Thursday, October 11, 2007

Some starting thoughts on SparkEs

Rant #1: (subject = grandmother) (direct object = me) (verb = fuss). Gah.

Rant #2: Installing and configuring Trac is like running a marathon through the woods. You know you start at A and end at B, and that the distance as the crow files is finite and not-that-bad, but the path keeps doubling back in weird loops until you have no idea how long it'll take, you're getting tired... and then THE ICE WEASELS ATTACK. I've done it a few times before in the past few years, but it's taken inordinately long each time (I'm finally taking notes this round) and it's... not my favorite thing to wrestle with.

So, yes. Content. Poorly structured and organized as usual. Ah, braindumps.

I'm convinced that we need a primer titled "What the heck does a SparkE do." There are many people in the world that haven't the foggiest idea what the (not-so-mystical) art of Electrical and Computer Engineering actually is. This isn't their fault or their shortcoming - it's our fault for not adequately communicating what it is that our field is for.

But if we don't do that, how are they going to know what we can do? And if we don't do that, how are we going to get more people - with their different talents and perspectives - to join us?

Disclaimer: I don't know what the heck a SparkE does. Heck, I'm not sure I barely qualify as one myself (despite the piece of paper that claims I can "BS my way through Electrical and Computer Engineering").

If you don't come in with some background in what you're studying, you can wander around in a haze for years because you don't see the big picture. I know this because that's how I spent most of my undergraduate education.

I spent most of my undergraduate education in a haze because I am a masochist. I chose my major (yes, ECE) with a dartboard and decided to stick with it because it was the degree that I knew the least about and thought it would be an interesting challenge to see how I could learn how to learn something I hadn't heard of before.

The answer, by the way, was "not very well." However, I did learn how to learn electrical engineering.
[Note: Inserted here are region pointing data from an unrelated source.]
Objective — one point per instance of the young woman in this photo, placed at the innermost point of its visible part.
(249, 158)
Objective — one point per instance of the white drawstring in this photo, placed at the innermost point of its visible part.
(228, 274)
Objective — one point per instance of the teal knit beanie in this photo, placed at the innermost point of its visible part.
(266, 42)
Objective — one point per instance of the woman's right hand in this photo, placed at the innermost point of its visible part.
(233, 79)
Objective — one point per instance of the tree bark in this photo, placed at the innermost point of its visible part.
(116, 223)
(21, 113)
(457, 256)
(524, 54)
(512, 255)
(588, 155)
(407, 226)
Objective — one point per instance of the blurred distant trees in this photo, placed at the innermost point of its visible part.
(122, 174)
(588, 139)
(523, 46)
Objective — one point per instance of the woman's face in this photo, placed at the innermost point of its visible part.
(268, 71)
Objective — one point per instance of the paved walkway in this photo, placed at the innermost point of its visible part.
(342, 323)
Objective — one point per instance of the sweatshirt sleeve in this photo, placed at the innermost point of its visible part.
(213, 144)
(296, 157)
I also learned how to learn, so thrown into a similar soup in the future I think I could flounder better next time - and in fact am doing so now.
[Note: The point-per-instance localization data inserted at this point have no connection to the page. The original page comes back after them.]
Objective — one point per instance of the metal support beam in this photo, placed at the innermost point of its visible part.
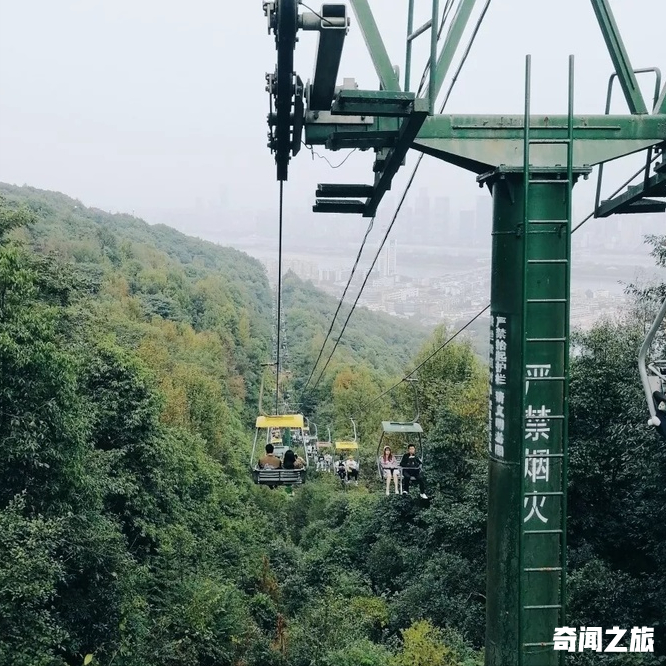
(527, 425)
(480, 143)
(630, 201)
(618, 54)
(660, 106)
(451, 43)
(408, 130)
(388, 79)
(332, 32)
But what I'd put in a document like that is what I wish I'd been told 4 years ago, and it goes something like this:

0. Engineering is not about doing lots of math or building shiny machines. It's about solving problems.

1. Electrical and computer engineering is about making things communicate. Whether they're circuit components, a wall outlet and your PDA's power port, bits of computers, computers, people (using technologies that you've made - cell phones, for instance), the point is to do whatever translation you need to do in the middle in order to get things to talk to each other.

2. To make a grand understatement: Electrical and computer engineering is a huge field. And I mean jaw-droppingly huge.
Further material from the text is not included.